Seattle City Council passes JumpStart tax on high salaries paid by big business - remarkEon
https://www.seattletimes.com/seattle-news/politics/seattle-city-council-passes-new-jumpstart-tax-on-high-salaries-paid-by-big-businesses/
======
loeg
This is sort of a municipal income tax with a zero percent bracket up to $150k
(per individual); the analogy breaks down in that spousal income isn't
considered at all, and the tax rate on employee income is scaled by +0-0.7%
depending on the size of the business' payroll, which is a bit odd. This
complicated machination is likely intended to work around Washington state
law, which forbids income taxes broadly.

Smaller businesses (under $7m payroll) are exempted.
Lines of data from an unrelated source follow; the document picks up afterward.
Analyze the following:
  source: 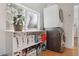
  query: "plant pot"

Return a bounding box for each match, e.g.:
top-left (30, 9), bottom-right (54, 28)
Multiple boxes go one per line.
top-left (14, 25), bottom-right (23, 31)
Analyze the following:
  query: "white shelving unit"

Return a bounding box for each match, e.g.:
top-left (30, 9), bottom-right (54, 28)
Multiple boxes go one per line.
top-left (5, 4), bottom-right (44, 56)
top-left (6, 31), bottom-right (42, 56)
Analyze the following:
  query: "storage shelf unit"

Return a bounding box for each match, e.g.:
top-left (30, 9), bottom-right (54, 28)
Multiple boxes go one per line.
top-left (5, 4), bottom-right (44, 56)
top-left (13, 41), bottom-right (42, 52)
Additionally, some
employers of highly compensated workers (i.e., Doctors) are exempted.

The brackets are:

$7-100 million payroll: 0.7% $150-400k; 1.7% 400k+.

$100-$1 billion payroll: 0.7% $150-400k; 1.9% 400k+.

And >$1 billion payroll: 1.4% $150-400k, 2.4% 400k+. (That's got to be
targeted at just Amazon, I think? 5000 heads x $200k gets you to $1B, and 5k
is like half the SWEs in Seattle.)

I don't yet know if those brackets are set to track inflation at all. It's
unclear to me if a company could simply form a bunch of subsidiary LLCs to pay
smaller lots of employees to get a lower tax rate.